Reading: Genesis 3:1-19; Amos 8:1-14
Written and preached by Luke Richards
Maybe you’re thinking that a sermon titled “A Theology of Work” sounds like the most boring sermon ever preached. But really, theology simply refers to thinking about God and His ways, making sense of the world in light of the reality of God, and hopefully that’s not boring to you. And, as we’ll see, work as it was intended to be shouldn’t be boring, though of course it sometimes is. But this is Labor Day weekend, a time that was intended to be set aside as a recognition of working people. Labor Day became a federal holiday in 1894, partly because tensions were high at that time between some large unions and businesses, and the president wanted a way to recognize that workers are important. Of course, it’s convenient that a federal holiday with a rather obscure meaning gives us a long weekend at the end of the summer, and so Labor Day now has more to do with enjoying the last few days of summer bliss. But celebrating the rights of the worker as Labor Day was intended to do actually has quite a bit of good theology in it. God has a lot to say in the Bible about work.

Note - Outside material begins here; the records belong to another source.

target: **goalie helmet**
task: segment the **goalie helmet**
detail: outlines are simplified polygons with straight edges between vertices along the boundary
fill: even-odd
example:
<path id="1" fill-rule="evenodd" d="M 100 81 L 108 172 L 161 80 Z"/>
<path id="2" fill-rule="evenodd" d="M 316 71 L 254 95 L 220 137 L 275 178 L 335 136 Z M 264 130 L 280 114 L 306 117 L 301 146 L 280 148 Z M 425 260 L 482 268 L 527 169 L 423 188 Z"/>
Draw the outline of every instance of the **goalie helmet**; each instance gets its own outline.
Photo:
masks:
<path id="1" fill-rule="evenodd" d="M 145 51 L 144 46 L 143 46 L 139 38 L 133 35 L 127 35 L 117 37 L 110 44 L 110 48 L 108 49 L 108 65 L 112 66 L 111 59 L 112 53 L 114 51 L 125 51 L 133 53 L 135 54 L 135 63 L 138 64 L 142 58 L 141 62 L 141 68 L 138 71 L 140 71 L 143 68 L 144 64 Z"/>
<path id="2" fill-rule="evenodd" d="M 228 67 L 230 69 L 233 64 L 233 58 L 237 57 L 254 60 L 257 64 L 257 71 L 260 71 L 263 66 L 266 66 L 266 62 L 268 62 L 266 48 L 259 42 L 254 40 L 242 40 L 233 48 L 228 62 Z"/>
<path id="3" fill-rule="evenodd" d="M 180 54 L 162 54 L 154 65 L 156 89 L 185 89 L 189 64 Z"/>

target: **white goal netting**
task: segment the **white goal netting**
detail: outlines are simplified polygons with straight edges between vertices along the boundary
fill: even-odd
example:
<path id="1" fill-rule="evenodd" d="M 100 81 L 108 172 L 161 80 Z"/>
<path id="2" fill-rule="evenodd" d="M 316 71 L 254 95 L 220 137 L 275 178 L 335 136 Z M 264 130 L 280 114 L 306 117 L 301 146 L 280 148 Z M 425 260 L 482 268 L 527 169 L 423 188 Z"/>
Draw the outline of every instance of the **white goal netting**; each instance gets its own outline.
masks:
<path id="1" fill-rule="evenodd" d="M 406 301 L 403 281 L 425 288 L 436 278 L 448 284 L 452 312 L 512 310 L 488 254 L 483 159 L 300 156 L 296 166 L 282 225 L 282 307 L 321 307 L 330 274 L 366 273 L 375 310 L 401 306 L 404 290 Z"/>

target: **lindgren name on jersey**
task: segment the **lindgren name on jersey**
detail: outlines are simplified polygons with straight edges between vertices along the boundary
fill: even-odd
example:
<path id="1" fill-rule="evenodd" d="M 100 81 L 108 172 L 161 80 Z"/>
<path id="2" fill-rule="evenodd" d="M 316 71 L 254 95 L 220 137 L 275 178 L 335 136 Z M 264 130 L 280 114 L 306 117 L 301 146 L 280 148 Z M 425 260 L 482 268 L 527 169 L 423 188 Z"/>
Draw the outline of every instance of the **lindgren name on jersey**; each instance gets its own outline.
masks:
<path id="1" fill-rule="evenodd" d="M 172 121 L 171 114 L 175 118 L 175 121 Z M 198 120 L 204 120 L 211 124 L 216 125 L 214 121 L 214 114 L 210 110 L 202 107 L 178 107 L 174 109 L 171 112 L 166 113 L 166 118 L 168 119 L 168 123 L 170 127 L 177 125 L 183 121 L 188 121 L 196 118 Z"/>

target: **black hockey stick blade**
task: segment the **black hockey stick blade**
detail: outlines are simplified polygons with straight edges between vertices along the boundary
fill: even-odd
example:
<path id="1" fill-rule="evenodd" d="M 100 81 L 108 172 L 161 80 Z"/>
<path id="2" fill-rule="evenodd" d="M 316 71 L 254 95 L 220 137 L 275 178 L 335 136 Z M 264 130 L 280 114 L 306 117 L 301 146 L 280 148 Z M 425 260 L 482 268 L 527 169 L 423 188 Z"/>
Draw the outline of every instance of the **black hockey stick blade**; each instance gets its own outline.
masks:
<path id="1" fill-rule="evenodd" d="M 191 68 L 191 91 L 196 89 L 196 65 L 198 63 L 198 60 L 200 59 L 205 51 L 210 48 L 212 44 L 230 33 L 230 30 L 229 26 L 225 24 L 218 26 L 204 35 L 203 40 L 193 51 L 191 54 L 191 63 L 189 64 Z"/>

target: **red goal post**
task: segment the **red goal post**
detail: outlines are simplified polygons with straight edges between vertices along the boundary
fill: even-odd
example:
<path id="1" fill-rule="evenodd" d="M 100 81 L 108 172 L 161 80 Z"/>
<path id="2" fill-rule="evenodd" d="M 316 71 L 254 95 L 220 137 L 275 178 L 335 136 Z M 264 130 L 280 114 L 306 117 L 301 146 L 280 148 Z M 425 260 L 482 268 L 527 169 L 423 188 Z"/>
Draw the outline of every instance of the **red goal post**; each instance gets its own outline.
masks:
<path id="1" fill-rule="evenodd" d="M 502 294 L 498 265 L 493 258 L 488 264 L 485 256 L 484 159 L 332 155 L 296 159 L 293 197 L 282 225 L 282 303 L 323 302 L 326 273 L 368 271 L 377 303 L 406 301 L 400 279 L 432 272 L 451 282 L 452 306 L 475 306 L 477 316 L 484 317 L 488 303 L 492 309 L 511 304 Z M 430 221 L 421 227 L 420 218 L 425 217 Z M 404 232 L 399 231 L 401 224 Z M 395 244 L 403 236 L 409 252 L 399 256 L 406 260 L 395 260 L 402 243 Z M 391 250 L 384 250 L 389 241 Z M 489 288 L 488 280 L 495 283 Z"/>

Sometimes you’ll hear someone say that work is part of the curse that resulted from the Fall of humanity. Because Adam and Eve disobeyed God in the Garden of Eden, in other words, God condemned us to a life of work. Work is a bad thing, even though it’s something we have to do to stay alive; it’s a necessary evil God made as a punishment. And therefore, when God makes all things right and His kingdom is fully present with us, we won’t have to work ever again, because the results of the Fall will be undone. Some people imagine that heaven will involve sitting around for all eternity doing fun things we want to do, doing anything but working. But that’s not actually an accurate biblical view of work, because work is rooted in God Himself. Work is not something that comes from the devil or results from sin because God is also a worker. He is not idle. When He created humans, He got down into the mud of His new creation and crafted us. Jesus didn’t spend His life as a loafer before He started His ministry, He was a skilled laborer. His work is reflected in us, who bear His image: when God first created humans, He placed them in a garden so that they could “work it and take care of it.” He made them to be gardeners, farmers, workers. He made a good, beautiful creation, but then He gave us the chance to join in His creative work and contribute to making it even more beautiful. He created order out of the chaos, but then He invited Adam to give names to all the animals; He gave humans the opportunity to contribute to making more order. He gave us work to do.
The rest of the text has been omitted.